You need to know which cell is downslope and the elevation drop for each cell in your DEM, except for the cells that are along the drainage. To do this you use focal statistics with a mask for each possible flow direction.
The directions when you calculate a flow direction raster are defined by powers of 2 so the designation for the directions from cell X are:
32..64..128
16...X....1
8....4....2
So we calculate the elevation of the cell in each direction by using a masks that defines a 3x3 square neighborhood and says only use one cell in that neighborhood for the focal statistics. You need 8 mask files for this. For the cell to the east with value 1 the mask file looks like:
3 3
0 0 0
0 0 1
0 0 0
For the cell to the sw with value 8 it is:
3 3
0 0 0
0 0 0
1 0 0
I call these files DirCode1.txt, DirCode2.txt, Dircode4.txt...DirCode128.txt. Put them all in the same directory.
The function
returns the minimum elevation in the cells around each location where the mask has the value 1. Since there is only one such cell in the mask it doesn't really matter if you use minimum, maximum or whatever and you just subtract that value from the DEM value for the original cell to get the difference. But you only do that for the cell in the direction of flow. Do this by iterating through each flow direction mask file and use the Con function to return a value if the mask file direction is the same as the flow direction for each cell:
# This block only needs to be calculated once for the area
For some reason I forget, you can get cells where the flow direction value is not in the 8 we are using. Define the elevation difference for those bu using the minimum value in the 3x3 region around the cell.

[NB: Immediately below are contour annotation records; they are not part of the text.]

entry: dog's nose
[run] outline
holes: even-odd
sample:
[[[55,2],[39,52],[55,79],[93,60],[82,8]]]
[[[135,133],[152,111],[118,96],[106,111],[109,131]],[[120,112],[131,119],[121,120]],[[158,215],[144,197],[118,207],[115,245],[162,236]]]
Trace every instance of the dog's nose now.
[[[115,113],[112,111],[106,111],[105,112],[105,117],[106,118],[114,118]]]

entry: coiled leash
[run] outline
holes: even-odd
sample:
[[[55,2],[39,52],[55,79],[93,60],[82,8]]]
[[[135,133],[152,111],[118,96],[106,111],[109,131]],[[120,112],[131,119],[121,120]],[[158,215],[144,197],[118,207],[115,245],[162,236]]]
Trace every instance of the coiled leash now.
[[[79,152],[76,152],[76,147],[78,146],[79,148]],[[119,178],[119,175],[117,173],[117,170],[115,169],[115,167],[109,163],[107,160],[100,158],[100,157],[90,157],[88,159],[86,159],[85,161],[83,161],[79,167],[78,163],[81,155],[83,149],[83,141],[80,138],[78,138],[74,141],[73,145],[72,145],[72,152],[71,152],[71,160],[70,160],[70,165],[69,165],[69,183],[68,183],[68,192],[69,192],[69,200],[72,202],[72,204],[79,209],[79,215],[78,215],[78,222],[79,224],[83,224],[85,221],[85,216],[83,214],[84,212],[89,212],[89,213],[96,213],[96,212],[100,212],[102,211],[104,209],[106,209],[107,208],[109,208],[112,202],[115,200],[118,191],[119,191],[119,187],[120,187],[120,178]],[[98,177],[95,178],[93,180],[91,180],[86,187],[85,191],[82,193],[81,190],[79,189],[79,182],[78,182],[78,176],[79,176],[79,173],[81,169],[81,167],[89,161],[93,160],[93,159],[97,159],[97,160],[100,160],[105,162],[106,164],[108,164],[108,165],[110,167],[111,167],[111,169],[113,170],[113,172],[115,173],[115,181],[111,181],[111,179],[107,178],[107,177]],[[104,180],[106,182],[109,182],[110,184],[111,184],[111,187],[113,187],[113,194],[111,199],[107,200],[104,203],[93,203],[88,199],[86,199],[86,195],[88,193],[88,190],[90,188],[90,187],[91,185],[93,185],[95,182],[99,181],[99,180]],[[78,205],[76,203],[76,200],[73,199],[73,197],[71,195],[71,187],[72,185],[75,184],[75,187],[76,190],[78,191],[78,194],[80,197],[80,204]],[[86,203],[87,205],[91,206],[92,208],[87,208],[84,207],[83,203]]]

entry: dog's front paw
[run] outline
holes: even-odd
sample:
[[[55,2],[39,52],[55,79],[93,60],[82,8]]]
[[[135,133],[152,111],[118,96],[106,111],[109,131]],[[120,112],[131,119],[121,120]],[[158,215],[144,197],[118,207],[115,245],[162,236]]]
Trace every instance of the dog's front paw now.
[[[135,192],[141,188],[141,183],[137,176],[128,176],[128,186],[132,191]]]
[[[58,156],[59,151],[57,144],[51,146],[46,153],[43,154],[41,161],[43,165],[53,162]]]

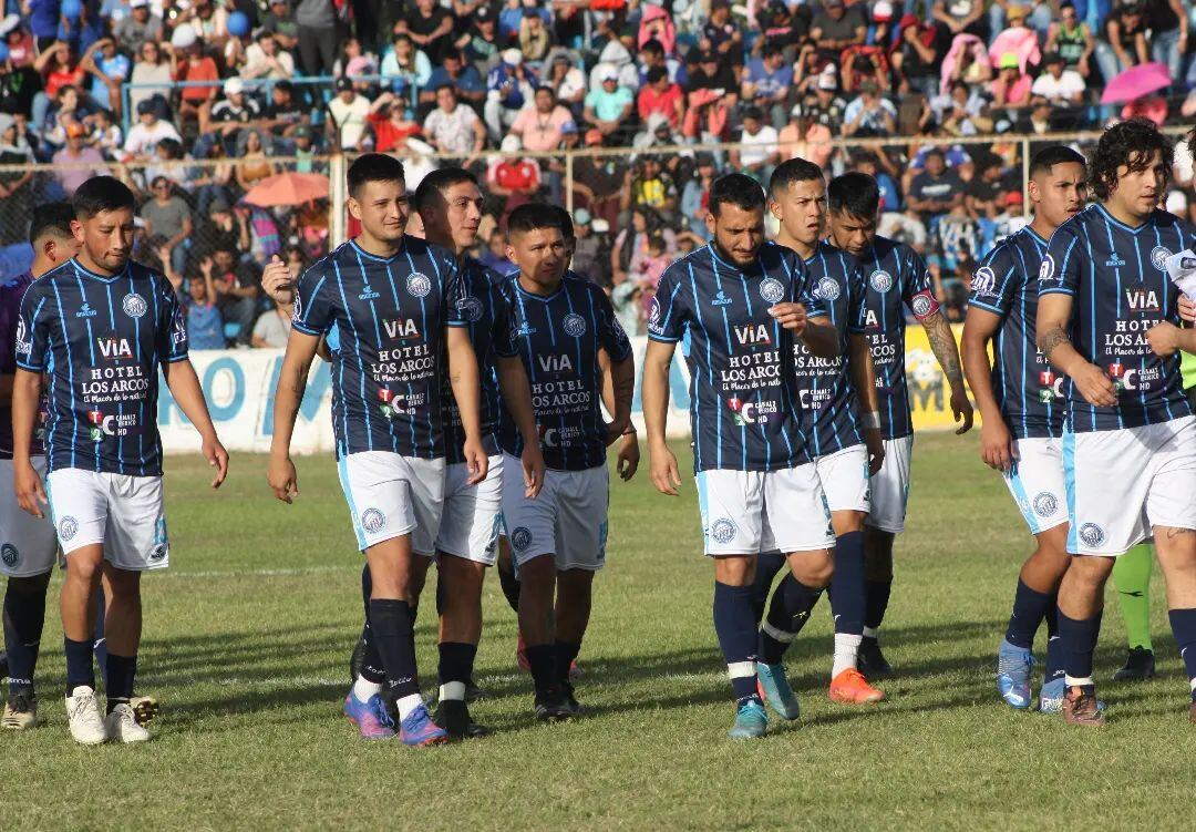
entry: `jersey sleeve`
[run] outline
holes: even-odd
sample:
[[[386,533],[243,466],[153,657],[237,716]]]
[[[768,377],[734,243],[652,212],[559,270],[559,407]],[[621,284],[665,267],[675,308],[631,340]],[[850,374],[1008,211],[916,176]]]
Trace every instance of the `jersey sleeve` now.
[[[1009,245],[994,248],[972,273],[968,305],[1005,317],[1013,305],[1017,272]]]
[[[50,341],[48,306],[48,298],[36,284],[25,290],[25,297],[20,300],[13,345],[17,366],[22,370],[31,372],[45,370],[45,353]]]

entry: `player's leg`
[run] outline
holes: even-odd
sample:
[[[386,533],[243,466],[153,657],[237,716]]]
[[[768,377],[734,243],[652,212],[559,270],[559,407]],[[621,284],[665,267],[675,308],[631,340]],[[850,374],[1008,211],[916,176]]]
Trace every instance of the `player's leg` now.
[[[1154,678],[1154,645],[1151,643],[1151,572],[1154,551],[1149,543],[1139,543],[1117,558],[1113,566],[1113,587],[1125,623],[1129,654],[1125,664],[1113,674],[1116,681]]]

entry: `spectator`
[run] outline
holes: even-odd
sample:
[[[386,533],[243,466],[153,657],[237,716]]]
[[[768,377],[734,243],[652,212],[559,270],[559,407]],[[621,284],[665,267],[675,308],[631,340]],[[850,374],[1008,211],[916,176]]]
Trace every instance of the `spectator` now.
[[[441,153],[478,153],[486,146],[486,130],[477,114],[457,101],[451,86],[437,90],[437,109],[423,120],[423,135]]]

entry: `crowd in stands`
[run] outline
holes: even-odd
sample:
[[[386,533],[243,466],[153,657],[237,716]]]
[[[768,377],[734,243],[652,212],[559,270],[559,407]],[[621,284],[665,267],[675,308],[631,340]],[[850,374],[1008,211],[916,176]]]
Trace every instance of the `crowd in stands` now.
[[[6,0],[0,245],[35,201],[116,174],[144,200],[139,256],[206,333],[193,342],[271,345],[285,315],[256,275],[327,250],[327,204],[245,194],[330,152],[398,153],[411,187],[448,156],[483,182],[498,267],[509,211],[572,198],[575,267],[637,332],[664,265],[707,239],[710,181],[763,183],[804,156],[878,177],[881,231],[926,254],[960,315],[962,275],[1023,217],[1001,134],[1191,121],[1192,25],[1180,0]],[[1170,83],[1100,103],[1148,62]],[[996,138],[958,141],[977,135]],[[676,146],[694,147],[659,150]],[[627,150],[553,156],[580,148]],[[54,168],[2,168],[28,162]]]

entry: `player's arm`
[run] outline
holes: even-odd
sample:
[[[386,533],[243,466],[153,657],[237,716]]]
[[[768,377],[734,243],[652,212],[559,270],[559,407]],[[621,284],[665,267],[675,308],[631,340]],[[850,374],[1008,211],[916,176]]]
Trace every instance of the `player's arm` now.
[[[498,356],[494,368],[499,376],[502,406],[515,420],[524,441],[521,461],[525,493],[530,498],[536,498],[544,487],[544,455],[539,449],[539,432],[536,430],[536,411],[531,403],[527,370],[518,356]]]
[[[469,329],[452,326],[447,330],[448,383],[453,400],[460,412],[460,426],[465,431],[465,464],[469,466],[469,485],[486,479],[490,458],[482,447],[482,387],[478,382],[477,354],[469,340]]]
[[[1072,296],[1064,292],[1038,293],[1038,348],[1051,366],[1067,374],[1080,395],[1094,407],[1113,407],[1117,391],[1099,366],[1072,345],[1067,327],[1072,320]]]
[[[1001,316],[980,306],[968,308],[964,320],[963,347],[964,372],[971,387],[982,417],[980,426],[980,458],[989,468],[1008,470],[1013,461],[1013,437],[1005,426],[1001,407],[993,391],[993,366],[988,360],[989,341],[1001,328]]]

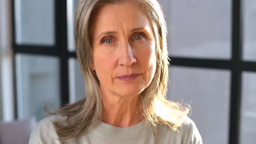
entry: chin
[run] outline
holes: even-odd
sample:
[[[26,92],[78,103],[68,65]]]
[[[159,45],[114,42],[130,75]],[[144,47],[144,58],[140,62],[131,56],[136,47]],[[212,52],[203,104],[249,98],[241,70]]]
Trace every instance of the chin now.
[[[119,95],[118,95],[124,97],[139,95],[139,94],[144,89],[144,88],[139,88],[139,87],[128,88],[128,88],[119,89],[122,89],[122,90],[121,92],[120,91],[119,91],[121,93],[120,93],[119,92]]]

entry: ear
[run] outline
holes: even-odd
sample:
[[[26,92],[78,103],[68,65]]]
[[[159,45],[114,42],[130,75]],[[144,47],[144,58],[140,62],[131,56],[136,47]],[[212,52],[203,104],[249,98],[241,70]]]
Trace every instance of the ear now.
[[[91,69],[92,69],[92,70],[95,70],[95,66],[94,66],[94,64],[92,63],[91,65],[90,65],[90,66],[91,67]]]

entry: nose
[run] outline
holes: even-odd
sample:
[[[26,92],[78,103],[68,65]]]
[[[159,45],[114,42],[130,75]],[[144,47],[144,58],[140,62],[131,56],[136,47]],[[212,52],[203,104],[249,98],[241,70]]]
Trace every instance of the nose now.
[[[118,64],[121,66],[129,66],[137,62],[134,52],[129,43],[124,44],[118,48]]]

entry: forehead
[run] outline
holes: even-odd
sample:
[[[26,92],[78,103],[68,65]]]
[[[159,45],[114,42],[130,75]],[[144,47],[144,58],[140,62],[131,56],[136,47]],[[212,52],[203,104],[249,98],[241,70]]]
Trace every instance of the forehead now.
[[[132,2],[107,4],[101,7],[92,18],[93,29],[126,24],[134,27],[151,27],[150,19],[142,6]]]

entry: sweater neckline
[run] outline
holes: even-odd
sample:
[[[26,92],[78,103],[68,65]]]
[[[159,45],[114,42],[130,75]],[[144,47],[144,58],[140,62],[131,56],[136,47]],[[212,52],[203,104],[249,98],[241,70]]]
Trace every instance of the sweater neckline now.
[[[107,124],[100,121],[94,128],[93,131],[104,137],[116,140],[128,140],[138,138],[152,131],[150,128],[144,127],[144,121],[135,125],[126,128],[119,128]]]

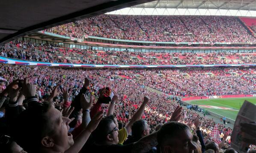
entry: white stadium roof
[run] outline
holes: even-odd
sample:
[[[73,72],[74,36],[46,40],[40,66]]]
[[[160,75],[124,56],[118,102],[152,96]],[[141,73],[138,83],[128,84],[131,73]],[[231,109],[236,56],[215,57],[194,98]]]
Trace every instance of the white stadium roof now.
[[[256,0],[158,0],[107,14],[256,17]]]

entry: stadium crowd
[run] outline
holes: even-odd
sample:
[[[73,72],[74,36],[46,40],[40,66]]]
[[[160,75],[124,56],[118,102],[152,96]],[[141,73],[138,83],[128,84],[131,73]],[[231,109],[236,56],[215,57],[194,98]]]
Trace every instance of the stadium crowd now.
[[[0,69],[0,149],[4,152],[202,153],[211,149],[217,153],[231,149],[231,129],[182,109],[178,97],[158,94],[142,88],[140,80],[115,75],[129,76],[140,70],[9,65]],[[248,126],[256,125],[241,126],[248,132],[253,130]],[[246,141],[256,144],[254,140]],[[250,146],[251,153],[253,147]]]
[[[234,17],[103,15],[46,31],[78,38],[89,35],[153,41],[256,42],[239,20]]]
[[[206,65],[251,64],[256,62],[250,53],[142,53],[128,51],[68,49],[51,44],[14,41],[0,47],[0,55],[33,61],[87,64]]]

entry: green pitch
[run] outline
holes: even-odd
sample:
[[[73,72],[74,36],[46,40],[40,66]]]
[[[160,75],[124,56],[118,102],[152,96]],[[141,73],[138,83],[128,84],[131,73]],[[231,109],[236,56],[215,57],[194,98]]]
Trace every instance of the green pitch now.
[[[191,104],[202,105],[200,107],[235,120],[236,116],[245,100],[256,104],[256,97],[208,99],[192,100]]]

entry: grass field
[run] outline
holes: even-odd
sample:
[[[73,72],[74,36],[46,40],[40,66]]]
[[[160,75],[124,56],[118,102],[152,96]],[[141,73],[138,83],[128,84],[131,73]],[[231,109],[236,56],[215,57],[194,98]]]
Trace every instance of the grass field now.
[[[200,107],[235,120],[240,104],[241,106],[245,100],[256,104],[256,97],[208,99],[192,100],[189,103],[201,105]]]

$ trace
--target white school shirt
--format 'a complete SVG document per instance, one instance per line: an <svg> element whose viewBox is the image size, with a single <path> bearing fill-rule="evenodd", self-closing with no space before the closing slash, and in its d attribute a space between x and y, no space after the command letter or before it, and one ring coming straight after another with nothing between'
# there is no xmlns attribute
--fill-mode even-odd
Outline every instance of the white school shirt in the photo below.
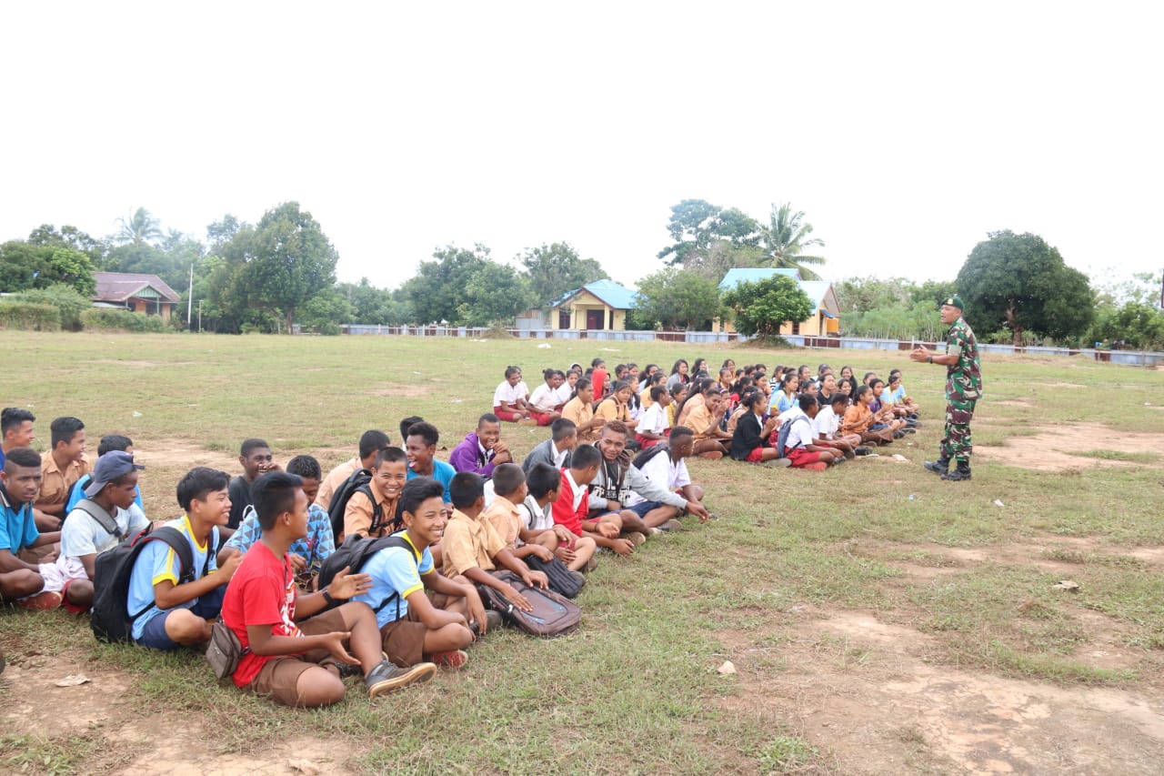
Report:
<svg viewBox="0 0 1164 776"><path fill-rule="evenodd" d="M494 391L494 407L516 404L519 398L524 400L528 395L530 389L526 387L525 380L519 381L516 386L509 385L509 380L502 380L502 385L497 386L497 390Z"/></svg>
<svg viewBox="0 0 1164 776"><path fill-rule="evenodd" d="M816 414L812 426L816 429L817 439L832 439L840 428L840 418L832 411L832 404L825 405Z"/></svg>

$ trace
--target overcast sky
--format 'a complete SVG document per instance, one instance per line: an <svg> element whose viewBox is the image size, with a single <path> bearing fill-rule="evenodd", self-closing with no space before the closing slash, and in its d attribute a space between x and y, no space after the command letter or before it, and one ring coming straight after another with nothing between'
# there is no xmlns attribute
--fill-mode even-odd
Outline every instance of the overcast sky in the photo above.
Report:
<svg viewBox="0 0 1164 776"><path fill-rule="evenodd" d="M0 240L298 200L340 280L436 246L661 267L686 198L802 210L830 280L951 278L1034 232L1159 271L1145 2L3 3Z"/></svg>

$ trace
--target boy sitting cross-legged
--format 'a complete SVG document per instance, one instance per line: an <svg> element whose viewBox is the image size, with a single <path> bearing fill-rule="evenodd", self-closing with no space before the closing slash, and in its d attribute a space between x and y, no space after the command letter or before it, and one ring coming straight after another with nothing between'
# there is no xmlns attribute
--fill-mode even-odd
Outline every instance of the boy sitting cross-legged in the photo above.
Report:
<svg viewBox="0 0 1164 776"><path fill-rule="evenodd" d="M222 608L222 593L241 555L218 566L219 529L230 517L230 478L205 466L196 466L178 481L178 506L186 513L166 525L190 542L193 579L179 583L182 562L164 542L150 542L134 562L129 576L128 611L134 619L134 642L151 649L172 650L199 644L211 637L207 622Z"/></svg>
<svg viewBox="0 0 1164 776"><path fill-rule="evenodd" d="M481 513L485 508L485 481L473 472L457 472L449 482L453 495L453 517L445 527L445 538L441 549L445 559L445 576L462 574L475 585L485 585L501 591L513 606L523 612L533 607L530 601L511 585L497 579L489 572L497 565L509 569L531 587L547 587L546 574L530 571L530 567L513 557L505 549L505 543L494 527L483 520Z"/></svg>
<svg viewBox="0 0 1164 776"><path fill-rule="evenodd" d="M525 478L526 496L517 503L521 520L521 532L538 537L549 532L558 538L554 555L570 571L588 571L594 566L590 559L598 546L589 536L575 536L565 525L554 523L554 503L562 487L562 473L549 464L534 464ZM514 502L516 503L516 502Z"/></svg>
<svg viewBox="0 0 1164 776"><path fill-rule="evenodd" d="M307 535L300 485L294 474L271 472L251 486L263 535L241 556L222 601L222 623L244 650L232 677L235 686L288 706L329 706L343 698L341 665L360 666L372 698L432 678L432 663L400 669L383 659L367 604L347 600L324 612L336 599L369 590L368 574L343 569L321 592L299 595L288 550Z"/></svg>
<svg viewBox="0 0 1164 776"><path fill-rule="evenodd" d="M464 577L442 576L430 552L445 534L445 486L427 477L409 480L400 514L404 530L395 536L406 545L385 546L364 562L371 587L355 600L376 612L381 646L396 665L431 661L460 668L474 632L484 634L490 622L477 590Z"/></svg>

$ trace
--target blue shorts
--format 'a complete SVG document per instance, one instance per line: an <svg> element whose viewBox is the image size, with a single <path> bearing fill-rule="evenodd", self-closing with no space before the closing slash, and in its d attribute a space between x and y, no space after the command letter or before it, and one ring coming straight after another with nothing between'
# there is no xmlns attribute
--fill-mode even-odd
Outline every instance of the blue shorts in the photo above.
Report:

Calculating the HAND is similar. Start by copying your drainage raster to the output raster. For each focal mask file, check each null cell in the output raster to see if that mask matches the flow direction, then add the value from the cell in that direction. At first that will only give a value for cells next to the drainage. When that's done, you have HAND values for more cells. Repeat the process to calculate values for null cells upslope from those cells. Loop, working your way upslope, until you have no more null cells.